问题
I have an input CSV file containing something like:
SD-32MM-1001,"100.00",4/11/2012
SD-32MM-1001,"1,000.00",4/12/2012
I need to take out the formatting of numerical values for some other processing pipeline (postgresql COPY
).
Is there a text filter that will separate out the columns on FS without peeking inside quoted strings?

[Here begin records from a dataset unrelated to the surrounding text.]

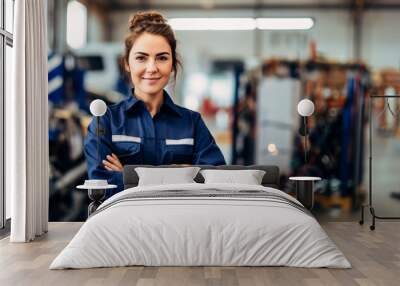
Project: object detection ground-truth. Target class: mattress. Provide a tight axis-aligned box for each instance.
[50,183,351,269]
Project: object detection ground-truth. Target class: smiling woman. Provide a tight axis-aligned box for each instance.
[85,12,225,196]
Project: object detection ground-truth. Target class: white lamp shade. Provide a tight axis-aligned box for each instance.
[297,99,314,116]
[90,99,107,116]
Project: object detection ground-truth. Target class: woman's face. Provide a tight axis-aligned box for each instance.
[125,33,172,96]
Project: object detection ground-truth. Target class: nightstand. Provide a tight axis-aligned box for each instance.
[76,180,117,217]
[289,177,321,210]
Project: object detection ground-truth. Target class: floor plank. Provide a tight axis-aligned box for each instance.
[0,221,400,286]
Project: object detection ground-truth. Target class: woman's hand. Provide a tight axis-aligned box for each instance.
[103,153,124,172]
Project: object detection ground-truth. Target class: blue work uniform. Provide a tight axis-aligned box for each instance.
[85,91,225,197]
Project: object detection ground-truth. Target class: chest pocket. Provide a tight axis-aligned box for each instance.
[164,138,194,164]
[112,135,143,165]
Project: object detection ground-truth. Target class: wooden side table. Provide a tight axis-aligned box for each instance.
[289,177,321,210]
[76,180,117,217]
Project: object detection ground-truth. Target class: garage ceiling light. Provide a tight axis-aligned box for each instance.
[256,18,314,30]
[168,18,256,31]
[168,18,314,31]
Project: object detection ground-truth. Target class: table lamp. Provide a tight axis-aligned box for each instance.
[90,99,107,162]
[77,99,117,216]
[297,99,314,164]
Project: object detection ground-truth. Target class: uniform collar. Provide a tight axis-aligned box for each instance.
[125,88,182,116]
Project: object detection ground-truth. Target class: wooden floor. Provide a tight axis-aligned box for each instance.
[0,221,400,286]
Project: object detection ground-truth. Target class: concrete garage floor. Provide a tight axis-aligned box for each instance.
[0,222,400,286]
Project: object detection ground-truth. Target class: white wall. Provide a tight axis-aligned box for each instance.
[362,10,400,69]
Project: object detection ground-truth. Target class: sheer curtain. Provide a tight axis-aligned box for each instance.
[6,0,49,242]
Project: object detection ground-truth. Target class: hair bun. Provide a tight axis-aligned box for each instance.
[129,12,167,31]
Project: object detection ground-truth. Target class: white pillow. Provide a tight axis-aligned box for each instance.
[135,167,200,186]
[200,170,265,185]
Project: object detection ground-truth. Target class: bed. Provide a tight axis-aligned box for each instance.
[50,165,351,269]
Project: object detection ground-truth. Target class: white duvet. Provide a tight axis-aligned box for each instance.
[50,184,351,269]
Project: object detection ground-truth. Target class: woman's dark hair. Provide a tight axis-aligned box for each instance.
[122,11,181,79]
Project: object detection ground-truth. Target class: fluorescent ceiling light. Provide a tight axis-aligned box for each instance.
[168,18,256,31]
[67,1,87,49]
[256,18,314,30]
[168,17,314,31]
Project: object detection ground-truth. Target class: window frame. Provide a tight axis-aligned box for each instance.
[0,0,15,232]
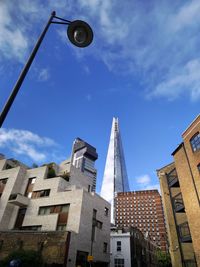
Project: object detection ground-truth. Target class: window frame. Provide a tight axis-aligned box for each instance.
[190,132,200,152]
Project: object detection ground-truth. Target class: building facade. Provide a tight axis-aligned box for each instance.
[0,154,110,267]
[157,116,200,267]
[71,138,98,192]
[110,227,158,267]
[101,118,130,223]
[115,190,167,251]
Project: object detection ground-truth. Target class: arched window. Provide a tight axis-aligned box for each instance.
[190,132,200,151]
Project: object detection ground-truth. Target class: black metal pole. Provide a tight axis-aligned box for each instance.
[0,11,56,127]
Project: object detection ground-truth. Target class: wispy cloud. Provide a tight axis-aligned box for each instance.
[149,59,200,101]
[0,128,57,162]
[0,0,200,100]
[135,174,160,194]
[71,0,200,100]
[38,68,50,82]
[136,174,151,185]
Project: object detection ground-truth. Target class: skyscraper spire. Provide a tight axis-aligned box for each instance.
[101,118,129,223]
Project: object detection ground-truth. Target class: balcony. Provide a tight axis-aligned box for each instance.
[178,222,192,243]
[183,259,197,267]
[8,193,30,207]
[167,169,180,187]
[173,193,185,212]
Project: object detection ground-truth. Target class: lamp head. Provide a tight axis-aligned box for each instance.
[67,20,93,47]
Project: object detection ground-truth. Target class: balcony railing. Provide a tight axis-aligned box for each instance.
[179,222,192,243]
[8,193,30,207]
[173,193,185,212]
[183,259,197,267]
[167,169,179,187]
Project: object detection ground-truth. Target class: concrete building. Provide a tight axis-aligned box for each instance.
[157,116,200,267]
[0,156,110,267]
[101,118,130,224]
[71,138,98,192]
[115,190,167,251]
[110,227,158,267]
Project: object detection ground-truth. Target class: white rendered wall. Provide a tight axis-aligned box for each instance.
[110,233,131,267]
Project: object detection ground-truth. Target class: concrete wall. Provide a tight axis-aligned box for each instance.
[110,233,131,267]
[0,231,69,264]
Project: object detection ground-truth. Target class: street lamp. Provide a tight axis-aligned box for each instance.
[0,11,93,127]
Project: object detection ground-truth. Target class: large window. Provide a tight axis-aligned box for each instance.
[0,178,8,197]
[103,242,108,253]
[39,204,69,215]
[197,163,200,172]
[115,259,124,267]
[117,241,122,251]
[31,189,50,198]
[190,132,200,152]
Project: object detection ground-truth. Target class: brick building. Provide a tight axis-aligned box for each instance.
[110,227,158,267]
[157,116,200,267]
[115,190,167,251]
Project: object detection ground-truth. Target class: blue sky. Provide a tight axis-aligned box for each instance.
[0,0,200,195]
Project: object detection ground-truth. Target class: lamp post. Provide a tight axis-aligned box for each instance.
[0,11,93,127]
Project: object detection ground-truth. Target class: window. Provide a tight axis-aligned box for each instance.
[21,225,42,231]
[96,221,103,229]
[117,241,122,251]
[38,204,69,215]
[197,163,200,172]
[190,132,200,152]
[115,259,124,267]
[103,242,108,253]
[32,189,50,198]
[104,207,109,216]
[0,178,8,197]
[56,224,66,231]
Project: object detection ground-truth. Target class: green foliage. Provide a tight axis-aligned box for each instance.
[157,250,172,267]
[0,249,44,267]
[32,163,38,168]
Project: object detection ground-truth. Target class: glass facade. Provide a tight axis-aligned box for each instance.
[101,118,130,223]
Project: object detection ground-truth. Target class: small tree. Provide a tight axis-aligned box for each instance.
[0,250,44,267]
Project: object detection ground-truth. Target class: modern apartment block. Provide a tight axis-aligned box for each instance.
[110,227,158,267]
[115,190,167,251]
[72,138,98,192]
[101,118,130,224]
[157,116,200,267]
[0,156,110,267]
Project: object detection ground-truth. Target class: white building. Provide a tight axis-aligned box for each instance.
[110,231,131,267]
[0,157,110,267]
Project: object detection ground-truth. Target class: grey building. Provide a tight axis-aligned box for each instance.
[72,138,98,192]
[0,152,110,267]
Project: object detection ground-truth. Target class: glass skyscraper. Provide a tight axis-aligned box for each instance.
[101,118,130,223]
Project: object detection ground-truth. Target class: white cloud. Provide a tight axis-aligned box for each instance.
[0,1,28,61]
[38,68,50,82]
[150,59,200,101]
[134,174,160,192]
[0,128,56,162]
[71,0,200,100]
[0,0,200,100]
[171,0,200,31]
[136,174,151,185]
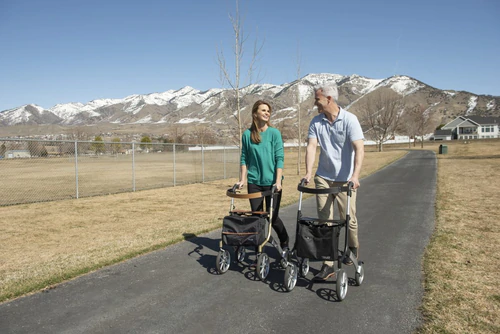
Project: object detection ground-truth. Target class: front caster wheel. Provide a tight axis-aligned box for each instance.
[284,263,298,292]
[337,269,348,301]
[255,253,270,281]
[215,249,231,274]
[299,258,309,277]
[354,263,365,286]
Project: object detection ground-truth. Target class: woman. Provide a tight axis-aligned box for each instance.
[237,100,288,249]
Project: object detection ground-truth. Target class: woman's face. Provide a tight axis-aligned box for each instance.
[254,104,271,123]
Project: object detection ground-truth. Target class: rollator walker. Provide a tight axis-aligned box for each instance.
[216,184,289,281]
[285,180,365,301]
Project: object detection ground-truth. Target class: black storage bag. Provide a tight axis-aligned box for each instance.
[295,220,340,261]
[222,214,268,246]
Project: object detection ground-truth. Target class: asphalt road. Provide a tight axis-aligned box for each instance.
[0,151,436,334]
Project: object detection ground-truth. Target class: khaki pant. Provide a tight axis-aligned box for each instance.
[314,175,359,266]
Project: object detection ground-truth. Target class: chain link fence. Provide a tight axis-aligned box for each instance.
[0,139,239,206]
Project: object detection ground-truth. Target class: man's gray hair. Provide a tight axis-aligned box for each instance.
[314,82,339,102]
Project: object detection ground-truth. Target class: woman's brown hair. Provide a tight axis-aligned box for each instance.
[250,100,272,144]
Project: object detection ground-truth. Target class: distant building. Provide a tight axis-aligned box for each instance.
[440,116,500,140]
[433,130,453,140]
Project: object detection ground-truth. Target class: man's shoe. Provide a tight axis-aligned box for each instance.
[344,247,358,266]
[314,264,335,281]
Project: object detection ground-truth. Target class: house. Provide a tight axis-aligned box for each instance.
[434,116,500,140]
[5,150,31,159]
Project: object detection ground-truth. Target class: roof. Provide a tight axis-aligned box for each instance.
[442,116,500,129]
[467,116,500,125]
[434,130,452,136]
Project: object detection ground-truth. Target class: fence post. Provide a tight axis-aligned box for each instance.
[75,140,80,198]
[172,143,175,187]
[132,142,135,191]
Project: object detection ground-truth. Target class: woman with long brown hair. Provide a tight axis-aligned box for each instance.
[237,100,288,249]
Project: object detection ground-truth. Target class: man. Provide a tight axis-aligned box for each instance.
[303,83,365,280]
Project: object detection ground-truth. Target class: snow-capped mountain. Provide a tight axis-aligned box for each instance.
[0,73,500,126]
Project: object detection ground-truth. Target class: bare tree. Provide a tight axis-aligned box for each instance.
[217,0,263,158]
[297,45,302,175]
[360,89,404,152]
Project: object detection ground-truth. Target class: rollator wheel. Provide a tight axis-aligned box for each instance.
[255,253,269,281]
[354,263,365,286]
[284,263,298,292]
[236,246,247,263]
[337,269,348,301]
[215,249,231,274]
[280,249,290,269]
[299,259,309,277]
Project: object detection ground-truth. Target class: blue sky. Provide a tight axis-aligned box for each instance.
[0,0,500,110]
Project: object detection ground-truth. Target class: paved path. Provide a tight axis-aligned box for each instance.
[0,151,436,334]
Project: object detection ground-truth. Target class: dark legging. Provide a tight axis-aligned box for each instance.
[248,183,288,246]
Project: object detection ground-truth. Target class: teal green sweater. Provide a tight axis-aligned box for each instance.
[241,127,285,186]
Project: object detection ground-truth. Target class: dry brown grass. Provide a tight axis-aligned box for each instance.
[419,140,500,333]
[0,149,405,301]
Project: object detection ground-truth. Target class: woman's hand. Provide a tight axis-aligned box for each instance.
[274,182,283,192]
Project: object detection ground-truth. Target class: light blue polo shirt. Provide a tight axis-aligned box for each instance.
[307,108,364,182]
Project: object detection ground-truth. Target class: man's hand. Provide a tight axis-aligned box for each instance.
[300,174,311,184]
[347,176,361,189]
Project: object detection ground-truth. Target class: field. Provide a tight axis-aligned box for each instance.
[0,140,500,333]
[0,150,238,206]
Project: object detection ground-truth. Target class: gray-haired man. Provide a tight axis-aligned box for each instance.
[303,84,365,280]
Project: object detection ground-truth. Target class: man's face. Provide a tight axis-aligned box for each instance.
[314,89,329,113]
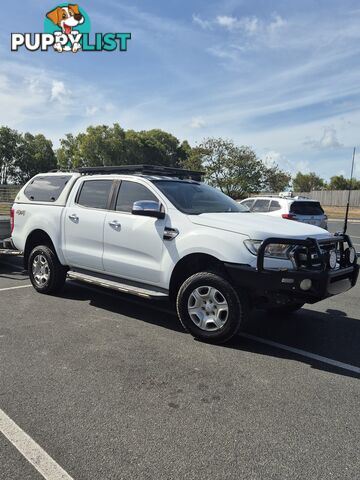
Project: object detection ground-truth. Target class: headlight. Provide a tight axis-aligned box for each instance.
[244,240,291,258]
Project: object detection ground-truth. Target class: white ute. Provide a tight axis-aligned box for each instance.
[11,165,358,343]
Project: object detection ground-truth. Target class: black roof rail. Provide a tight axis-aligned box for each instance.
[77,165,205,182]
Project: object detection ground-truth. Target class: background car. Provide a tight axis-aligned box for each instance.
[239,196,327,230]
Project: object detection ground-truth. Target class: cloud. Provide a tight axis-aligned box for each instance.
[192,13,212,30]
[216,15,238,30]
[197,13,287,37]
[190,116,206,128]
[304,126,343,150]
[50,80,68,101]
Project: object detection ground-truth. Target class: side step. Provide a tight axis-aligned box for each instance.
[67,270,168,298]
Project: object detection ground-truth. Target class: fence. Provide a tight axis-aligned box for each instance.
[294,190,360,207]
[0,185,360,207]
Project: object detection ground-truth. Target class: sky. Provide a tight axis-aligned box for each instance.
[0,0,360,179]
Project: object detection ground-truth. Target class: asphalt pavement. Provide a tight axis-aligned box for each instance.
[0,258,360,480]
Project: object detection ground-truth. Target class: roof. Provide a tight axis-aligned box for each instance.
[241,195,319,203]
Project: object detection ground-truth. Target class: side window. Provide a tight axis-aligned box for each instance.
[270,200,281,212]
[24,175,71,202]
[116,180,159,212]
[76,180,113,210]
[251,200,270,212]
[241,200,255,210]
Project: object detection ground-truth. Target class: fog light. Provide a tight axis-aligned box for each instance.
[329,250,337,268]
[300,278,312,291]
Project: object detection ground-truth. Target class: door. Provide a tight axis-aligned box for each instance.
[103,180,165,285]
[64,179,113,271]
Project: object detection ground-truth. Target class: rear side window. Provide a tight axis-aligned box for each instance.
[241,200,255,210]
[76,180,113,210]
[290,202,324,215]
[116,180,159,212]
[269,200,281,212]
[251,200,270,212]
[24,175,71,202]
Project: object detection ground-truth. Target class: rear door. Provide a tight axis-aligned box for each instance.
[251,198,270,213]
[103,180,165,284]
[64,178,113,271]
[290,200,326,228]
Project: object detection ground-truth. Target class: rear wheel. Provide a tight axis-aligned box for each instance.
[176,272,247,343]
[28,245,66,294]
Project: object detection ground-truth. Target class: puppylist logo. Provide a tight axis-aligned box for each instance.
[11,3,131,53]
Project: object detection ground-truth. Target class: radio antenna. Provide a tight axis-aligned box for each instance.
[343,147,356,235]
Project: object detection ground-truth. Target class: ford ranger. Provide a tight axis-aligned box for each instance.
[7,165,359,343]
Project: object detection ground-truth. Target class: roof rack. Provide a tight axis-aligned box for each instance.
[77,165,205,182]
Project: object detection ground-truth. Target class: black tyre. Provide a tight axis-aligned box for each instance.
[176,272,247,343]
[266,303,305,316]
[28,245,67,294]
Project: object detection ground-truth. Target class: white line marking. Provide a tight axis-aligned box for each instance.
[0,285,32,292]
[0,409,74,480]
[240,333,360,374]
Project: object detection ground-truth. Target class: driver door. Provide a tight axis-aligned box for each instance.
[103,180,165,285]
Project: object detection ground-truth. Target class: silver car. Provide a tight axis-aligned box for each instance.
[239,196,328,230]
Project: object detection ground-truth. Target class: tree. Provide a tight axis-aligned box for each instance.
[126,129,185,167]
[57,123,126,168]
[293,172,325,192]
[327,175,360,190]
[0,127,20,185]
[263,163,291,192]
[180,140,206,172]
[199,138,264,198]
[56,133,81,170]
[11,133,57,184]
[57,123,191,169]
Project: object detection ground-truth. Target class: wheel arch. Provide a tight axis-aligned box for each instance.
[24,228,57,269]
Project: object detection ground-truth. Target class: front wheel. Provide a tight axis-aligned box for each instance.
[28,245,66,294]
[176,272,247,343]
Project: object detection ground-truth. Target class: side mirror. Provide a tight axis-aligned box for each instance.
[131,200,165,218]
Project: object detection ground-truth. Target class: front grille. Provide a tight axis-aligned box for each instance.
[290,237,351,270]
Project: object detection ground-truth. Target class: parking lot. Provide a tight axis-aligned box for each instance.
[0,235,360,480]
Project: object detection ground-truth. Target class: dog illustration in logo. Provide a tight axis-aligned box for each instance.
[46,4,85,53]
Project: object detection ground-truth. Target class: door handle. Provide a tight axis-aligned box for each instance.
[109,220,121,230]
[69,213,79,223]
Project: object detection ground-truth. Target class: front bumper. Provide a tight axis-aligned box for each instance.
[225,236,359,304]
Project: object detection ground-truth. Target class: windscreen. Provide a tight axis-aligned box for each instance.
[290,202,324,215]
[153,180,249,215]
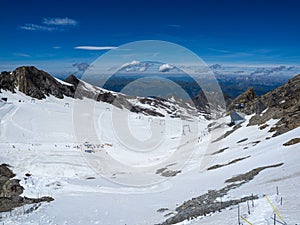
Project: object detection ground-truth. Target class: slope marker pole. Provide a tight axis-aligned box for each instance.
[241,216,253,225]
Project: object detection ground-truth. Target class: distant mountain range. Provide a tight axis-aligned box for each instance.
[0,66,199,117]
[0,64,300,128]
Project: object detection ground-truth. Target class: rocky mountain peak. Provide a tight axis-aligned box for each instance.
[229,87,257,110]
[0,66,74,99]
[231,74,300,136]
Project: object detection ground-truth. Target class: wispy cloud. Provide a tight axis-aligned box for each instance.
[74,46,117,51]
[20,23,57,31]
[19,17,78,31]
[43,17,78,26]
[167,24,181,28]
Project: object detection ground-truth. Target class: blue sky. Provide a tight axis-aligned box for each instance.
[0,0,300,75]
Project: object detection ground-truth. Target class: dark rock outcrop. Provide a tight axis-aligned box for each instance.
[64,74,79,87]
[229,75,300,136]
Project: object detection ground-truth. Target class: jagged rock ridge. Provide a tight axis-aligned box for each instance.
[229,74,300,136]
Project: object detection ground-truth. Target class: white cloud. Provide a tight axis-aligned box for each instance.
[74,46,117,51]
[14,52,31,57]
[159,64,174,72]
[43,17,78,26]
[20,23,57,31]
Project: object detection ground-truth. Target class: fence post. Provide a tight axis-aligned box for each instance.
[247,201,251,215]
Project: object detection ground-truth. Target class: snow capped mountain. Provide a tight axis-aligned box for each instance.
[0,67,300,225]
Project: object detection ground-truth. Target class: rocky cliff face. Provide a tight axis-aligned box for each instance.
[229,74,300,136]
[0,164,54,212]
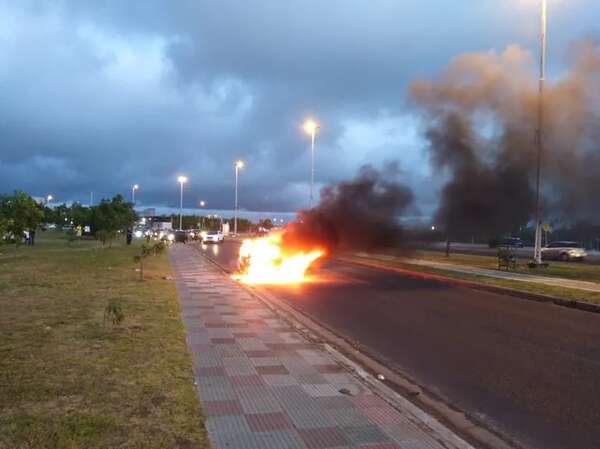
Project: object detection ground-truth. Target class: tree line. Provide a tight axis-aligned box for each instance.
[0,191,137,246]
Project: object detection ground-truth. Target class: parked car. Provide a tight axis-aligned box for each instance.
[500,237,525,248]
[542,241,587,262]
[174,231,188,243]
[202,231,225,243]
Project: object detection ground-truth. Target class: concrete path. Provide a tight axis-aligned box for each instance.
[394,256,600,292]
[169,245,472,449]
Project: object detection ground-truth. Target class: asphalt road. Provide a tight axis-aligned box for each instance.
[195,242,600,449]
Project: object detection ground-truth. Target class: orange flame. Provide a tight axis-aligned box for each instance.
[233,233,325,284]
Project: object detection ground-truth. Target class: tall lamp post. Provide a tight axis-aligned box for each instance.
[198,200,206,229]
[177,176,187,230]
[533,0,547,265]
[304,119,319,207]
[233,161,244,235]
[131,184,140,206]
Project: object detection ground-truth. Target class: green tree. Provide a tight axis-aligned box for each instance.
[0,191,44,250]
[90,195,137,247]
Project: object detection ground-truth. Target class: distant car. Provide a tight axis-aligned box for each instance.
[542,241,587,262]
[500,237,525,248]
[174,231,188,243]
[488,237,525,248]
[202,231,225,243]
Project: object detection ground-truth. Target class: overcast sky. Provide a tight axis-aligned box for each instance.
[0,0,600,213]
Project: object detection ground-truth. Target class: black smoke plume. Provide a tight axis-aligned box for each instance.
[283,164,413,253]
[410,42,600,237]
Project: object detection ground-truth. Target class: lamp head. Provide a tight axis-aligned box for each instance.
[303,119,319,135]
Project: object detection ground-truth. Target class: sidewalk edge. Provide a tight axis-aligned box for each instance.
[200,247,528,449]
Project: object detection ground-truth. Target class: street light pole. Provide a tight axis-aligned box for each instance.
[131,184,140,206]
[533,0,547,265]
[304,119,319,207]
[233,161,244,235]
[177,176,187,230]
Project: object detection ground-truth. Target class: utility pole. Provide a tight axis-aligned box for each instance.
[533,0,547,265]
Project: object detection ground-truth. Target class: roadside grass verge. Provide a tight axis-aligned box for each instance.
[344,254,600,305]
[0,232,208,449]
[412,251,600,283]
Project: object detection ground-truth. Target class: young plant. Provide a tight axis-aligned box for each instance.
[104,298,125,326]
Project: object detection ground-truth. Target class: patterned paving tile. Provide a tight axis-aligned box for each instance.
[202,400,243,416]
[246,412,292,432]
[341,424,392,445]
[169,245,468,449]
[256,365,290,375]
[298,427,348,449]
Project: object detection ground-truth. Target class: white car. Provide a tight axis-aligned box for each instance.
[542,242,587,262]
[202,231,225,243]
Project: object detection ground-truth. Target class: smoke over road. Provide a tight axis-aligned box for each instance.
[410,42,600,237]
[282,164,413,253]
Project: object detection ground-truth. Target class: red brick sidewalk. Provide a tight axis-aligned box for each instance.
[169,245,472,449]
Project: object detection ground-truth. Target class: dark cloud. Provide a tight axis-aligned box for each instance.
[0,0,595,211]
[411,42,600,237]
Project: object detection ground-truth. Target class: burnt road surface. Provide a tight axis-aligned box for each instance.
[193,241,600,449]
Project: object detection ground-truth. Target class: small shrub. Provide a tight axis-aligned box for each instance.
[104,299,125,326]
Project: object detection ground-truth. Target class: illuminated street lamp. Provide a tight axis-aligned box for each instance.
[533,0,547,265]
[303,119,320,206]
[131,184,140,206]
[233,161,244,235]
[177,176,187,230]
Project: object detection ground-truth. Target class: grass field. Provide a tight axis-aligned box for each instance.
[346,253,600,304]
[0,232,208,449]
[411,251,600,283]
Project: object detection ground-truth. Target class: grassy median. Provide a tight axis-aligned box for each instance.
[344,252,600,304]
[412,251,600,283]
[0,233,208,449]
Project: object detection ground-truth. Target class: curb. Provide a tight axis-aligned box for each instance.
[337,257,600,313]
[199,247,529,449]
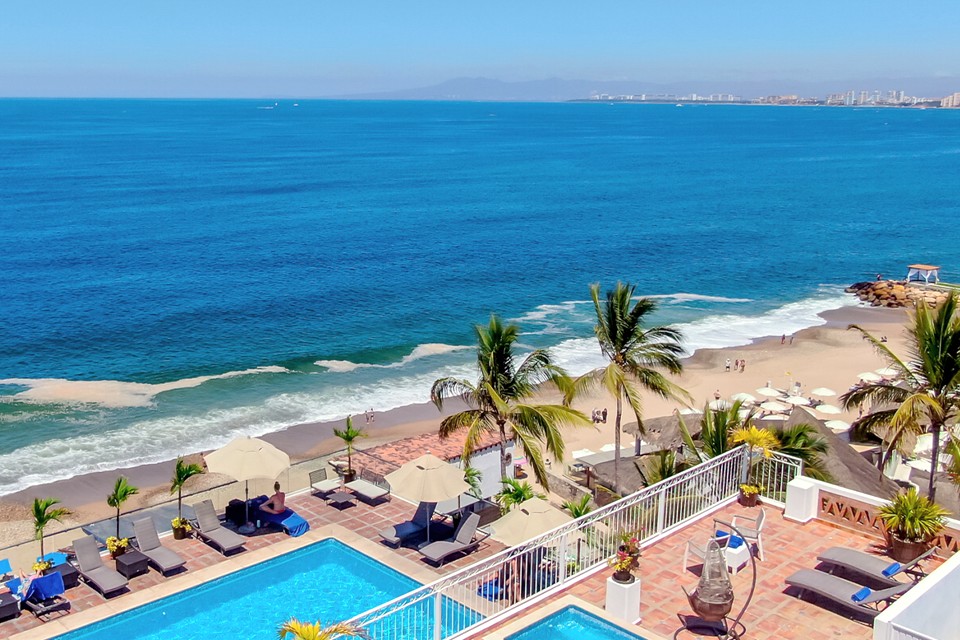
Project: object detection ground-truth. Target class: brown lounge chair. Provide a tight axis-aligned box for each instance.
[193,500,247,555]
[73,536,127,596]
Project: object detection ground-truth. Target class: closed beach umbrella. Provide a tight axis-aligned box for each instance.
[203,437,290,520]
[491,498,574,547]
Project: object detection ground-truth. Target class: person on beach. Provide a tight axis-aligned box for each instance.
[260,482,287,514]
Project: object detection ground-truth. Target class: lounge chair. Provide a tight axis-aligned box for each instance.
[193,500,247,555]
[73,536,127,597]
[420,513,486,566]
[379,502,437,547]
[817,547,937,586]
[345,469,390,503]
[133,518,187,574]
[310,469,343,498]
[786,569,913,618]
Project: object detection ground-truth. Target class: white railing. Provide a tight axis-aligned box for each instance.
[350,447,802,640]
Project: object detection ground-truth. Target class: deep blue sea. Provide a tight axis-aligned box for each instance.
[0,100,960,494]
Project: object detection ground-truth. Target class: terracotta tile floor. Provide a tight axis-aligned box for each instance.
[475,505,935,640]
[0,495,503,638]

Presently I get:
$ tail +2 /tmp/foo.csv|awk -F, '{print NF}'
3
4
And similarly partial values for cut
I have to stay on Linux.
Thanks.
回答1:
GNU awk can handle this you just need to set FPAT
to describe what you consider a field:
$ awk '{print NF}' FPAT="([^,]+)|(\"[^\"]+\")" file
3
3
$ awk '{print $2}' FPAT="([^,]+)|(\"[^\"]+\")" file
"100.00"
"1,000.00"
回答2:
Using a perl script and a proper parser (the good solution: awk & cut are not suited for this particular needs):
use strict; use warnings;
use Text::CSV;
my @rows;
my $csv = Text::CSV->new ()
or die "Cannot use CSV: ".Text::CSV->error_diag ();
open my $fh, "<:encoding(utf8)", "/tmp/file.csv" or die "$!";
while ( my $row = $csv->getline( $fh ) ) {
# printing line 2, last field
$. == 2 and print $row->[-1];
}
$csv->eof or $csv->error_diag();
close $fh;
Output
4/12/2012
回答3:
The suggestions from sudo_O should work -- unless your fields have double quotes inside them, which can happen in standard CSV data, eg.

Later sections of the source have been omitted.